Arras. Séance plénière. Hervé Poher
Permettez que je rajoute, brièvement, 4 remarques.
Remarques, bien entendu en tant que vice-Président du Conseil Général chargé de l’environnement, mais en gardant un morceau de casquette de Président du Comité de Bassin.
Le Conseil Général m’avait chargé de superviser et d’animer ce travail de construction du schéma sur l’eau. Permettez que je remercie les services et tous les experts qui ont travaillé à cette démarche. De même, et surtout, je me dois de remercier tous les acteurs de l’eau, collectivités, syndicats, fermiers… Et ils sont nombreux dans ce département, acteurs qui ont compris l’intérêt de notre initiative et qui n’ont pas réagi en ceinturant ce qu’ils pouvaient considérer comme leur « pré carré ». L’eau n’appartient à personne et l’eau est bien un trésor commun… Et le terme commun ne veut pas dire uniforme dans le temps et dans l’espace.
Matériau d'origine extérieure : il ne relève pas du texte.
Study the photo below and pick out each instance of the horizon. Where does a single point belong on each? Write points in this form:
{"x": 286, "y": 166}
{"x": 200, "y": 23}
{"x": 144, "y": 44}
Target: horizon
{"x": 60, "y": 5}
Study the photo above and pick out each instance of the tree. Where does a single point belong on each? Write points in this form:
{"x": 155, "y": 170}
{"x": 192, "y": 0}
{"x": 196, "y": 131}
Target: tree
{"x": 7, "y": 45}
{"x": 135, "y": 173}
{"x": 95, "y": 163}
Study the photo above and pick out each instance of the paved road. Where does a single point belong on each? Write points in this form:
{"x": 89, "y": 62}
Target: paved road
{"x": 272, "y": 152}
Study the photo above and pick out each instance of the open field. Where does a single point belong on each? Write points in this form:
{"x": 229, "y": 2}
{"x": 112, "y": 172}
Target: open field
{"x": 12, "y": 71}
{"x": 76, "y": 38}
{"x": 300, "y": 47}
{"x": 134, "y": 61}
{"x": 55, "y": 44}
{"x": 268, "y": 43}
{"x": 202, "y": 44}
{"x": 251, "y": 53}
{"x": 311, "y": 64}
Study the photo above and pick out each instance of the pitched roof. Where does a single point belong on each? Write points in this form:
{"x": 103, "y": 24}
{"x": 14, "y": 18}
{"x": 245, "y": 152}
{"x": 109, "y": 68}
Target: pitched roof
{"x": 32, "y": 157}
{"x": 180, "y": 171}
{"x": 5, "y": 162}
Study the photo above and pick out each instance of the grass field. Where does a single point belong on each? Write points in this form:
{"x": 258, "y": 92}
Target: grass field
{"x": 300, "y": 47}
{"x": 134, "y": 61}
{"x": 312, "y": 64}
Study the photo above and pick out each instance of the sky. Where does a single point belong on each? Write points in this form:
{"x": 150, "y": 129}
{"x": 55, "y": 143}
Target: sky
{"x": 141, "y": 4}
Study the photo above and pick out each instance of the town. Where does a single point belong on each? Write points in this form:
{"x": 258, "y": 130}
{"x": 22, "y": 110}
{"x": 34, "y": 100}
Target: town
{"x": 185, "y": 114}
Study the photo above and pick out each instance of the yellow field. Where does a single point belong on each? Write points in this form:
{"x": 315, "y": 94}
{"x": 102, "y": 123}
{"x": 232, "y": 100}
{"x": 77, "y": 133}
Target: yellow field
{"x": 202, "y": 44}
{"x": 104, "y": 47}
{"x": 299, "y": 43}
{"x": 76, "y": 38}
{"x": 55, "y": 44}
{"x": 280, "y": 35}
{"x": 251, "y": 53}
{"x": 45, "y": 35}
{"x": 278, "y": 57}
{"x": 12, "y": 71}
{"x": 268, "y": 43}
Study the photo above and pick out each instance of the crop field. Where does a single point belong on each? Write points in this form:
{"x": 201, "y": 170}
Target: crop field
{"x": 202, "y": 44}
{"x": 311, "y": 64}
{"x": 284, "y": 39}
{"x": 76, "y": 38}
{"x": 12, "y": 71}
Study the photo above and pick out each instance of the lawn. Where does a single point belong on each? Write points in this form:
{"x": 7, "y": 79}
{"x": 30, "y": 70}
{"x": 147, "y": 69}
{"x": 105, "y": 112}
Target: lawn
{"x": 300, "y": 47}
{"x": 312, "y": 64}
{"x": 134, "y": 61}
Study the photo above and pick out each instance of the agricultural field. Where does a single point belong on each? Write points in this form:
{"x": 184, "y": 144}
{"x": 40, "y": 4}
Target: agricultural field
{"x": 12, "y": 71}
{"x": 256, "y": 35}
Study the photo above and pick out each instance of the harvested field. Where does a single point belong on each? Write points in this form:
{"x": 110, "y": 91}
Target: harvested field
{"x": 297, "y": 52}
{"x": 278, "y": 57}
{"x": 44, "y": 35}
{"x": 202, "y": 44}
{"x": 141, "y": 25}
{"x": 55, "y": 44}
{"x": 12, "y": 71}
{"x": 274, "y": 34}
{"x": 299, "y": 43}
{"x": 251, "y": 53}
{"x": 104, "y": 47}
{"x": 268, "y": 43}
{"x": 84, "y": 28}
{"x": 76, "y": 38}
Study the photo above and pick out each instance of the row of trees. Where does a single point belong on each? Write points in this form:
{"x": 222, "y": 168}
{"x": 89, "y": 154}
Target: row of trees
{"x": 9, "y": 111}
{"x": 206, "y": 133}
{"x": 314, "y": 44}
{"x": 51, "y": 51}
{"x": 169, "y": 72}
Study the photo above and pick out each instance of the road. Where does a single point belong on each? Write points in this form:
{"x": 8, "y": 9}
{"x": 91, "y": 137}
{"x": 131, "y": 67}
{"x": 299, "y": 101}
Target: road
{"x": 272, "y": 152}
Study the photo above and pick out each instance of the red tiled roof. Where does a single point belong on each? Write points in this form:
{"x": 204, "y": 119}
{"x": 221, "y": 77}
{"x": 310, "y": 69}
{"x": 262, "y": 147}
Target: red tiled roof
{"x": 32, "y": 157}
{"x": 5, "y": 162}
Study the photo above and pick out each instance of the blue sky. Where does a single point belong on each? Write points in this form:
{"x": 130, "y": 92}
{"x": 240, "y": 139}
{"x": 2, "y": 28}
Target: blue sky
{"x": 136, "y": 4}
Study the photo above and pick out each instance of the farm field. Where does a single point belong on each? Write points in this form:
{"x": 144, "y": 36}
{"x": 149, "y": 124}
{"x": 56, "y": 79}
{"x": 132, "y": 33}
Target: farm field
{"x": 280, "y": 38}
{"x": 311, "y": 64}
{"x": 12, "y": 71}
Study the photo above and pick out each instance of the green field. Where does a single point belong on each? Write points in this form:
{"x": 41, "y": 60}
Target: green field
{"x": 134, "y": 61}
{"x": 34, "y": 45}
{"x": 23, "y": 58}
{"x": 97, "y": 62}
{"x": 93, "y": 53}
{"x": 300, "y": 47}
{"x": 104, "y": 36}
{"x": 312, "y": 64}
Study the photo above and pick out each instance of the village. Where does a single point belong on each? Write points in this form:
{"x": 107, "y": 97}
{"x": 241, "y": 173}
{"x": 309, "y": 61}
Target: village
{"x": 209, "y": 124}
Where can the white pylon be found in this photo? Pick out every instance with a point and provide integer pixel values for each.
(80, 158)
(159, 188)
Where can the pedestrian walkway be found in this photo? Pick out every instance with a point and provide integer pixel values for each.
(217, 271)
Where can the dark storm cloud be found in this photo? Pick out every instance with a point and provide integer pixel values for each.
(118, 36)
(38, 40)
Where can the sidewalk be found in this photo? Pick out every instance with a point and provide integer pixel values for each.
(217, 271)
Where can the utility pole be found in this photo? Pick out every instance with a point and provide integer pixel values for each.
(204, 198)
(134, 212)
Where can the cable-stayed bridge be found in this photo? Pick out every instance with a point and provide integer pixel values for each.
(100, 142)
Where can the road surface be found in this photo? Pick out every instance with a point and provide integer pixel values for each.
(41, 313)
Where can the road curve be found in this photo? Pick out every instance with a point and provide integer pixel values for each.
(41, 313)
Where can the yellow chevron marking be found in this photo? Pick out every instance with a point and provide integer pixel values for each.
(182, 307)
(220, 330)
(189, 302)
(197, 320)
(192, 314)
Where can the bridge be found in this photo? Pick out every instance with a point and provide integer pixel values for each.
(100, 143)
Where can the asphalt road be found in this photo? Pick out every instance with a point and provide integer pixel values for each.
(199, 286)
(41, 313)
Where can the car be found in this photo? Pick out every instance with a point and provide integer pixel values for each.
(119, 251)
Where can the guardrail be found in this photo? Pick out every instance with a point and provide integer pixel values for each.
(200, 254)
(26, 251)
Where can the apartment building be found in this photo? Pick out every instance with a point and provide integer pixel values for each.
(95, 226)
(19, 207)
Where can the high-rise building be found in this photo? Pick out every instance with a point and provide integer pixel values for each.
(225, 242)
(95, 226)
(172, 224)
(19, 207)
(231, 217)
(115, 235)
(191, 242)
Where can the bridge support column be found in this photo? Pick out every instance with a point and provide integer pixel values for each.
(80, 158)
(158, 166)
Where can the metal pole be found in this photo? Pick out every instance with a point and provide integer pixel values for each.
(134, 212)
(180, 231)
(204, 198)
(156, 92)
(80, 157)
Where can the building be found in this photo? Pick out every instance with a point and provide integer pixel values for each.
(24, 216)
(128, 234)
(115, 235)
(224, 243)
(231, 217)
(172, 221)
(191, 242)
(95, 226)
Et justement, en parlant de trésor, on a l’habitude de dire que les gens riches ne sont pas partageurs : dans le domaine de l’eau, c’est un peu la même chose. Une grande partie de notre département vivant dans une certaine aisance « aquatique » ou « aquifère », comme vous voulez, depuis le milieu du 19ème siècle, les gestionnaires de l’eau n’ont pas jugé utile de prendre des mesures de prévention et des mesures de prudence.
Protection des champs captants : « Pourquoi voulez-vous qu’on s’embête, on a de l’eau comme on veut… »
Déperdition et mauvais état des réseaux : « Pourquoi voulez-vous qu’on s’embête, on a de l’eau comme on veut… »
Interconnexion entre les différentes zones de fourniture : « Pourquoi voulez-vous qu’on s’embête, on a de l’eau comme on veut… »
Voilà un certain état d’esprit qui a prévalue pendant longtemps, même si, je le répète, ce n’est pas une généralité car, vous le savez, certains coins du département ont quand même de sérieux problèmes d’eau.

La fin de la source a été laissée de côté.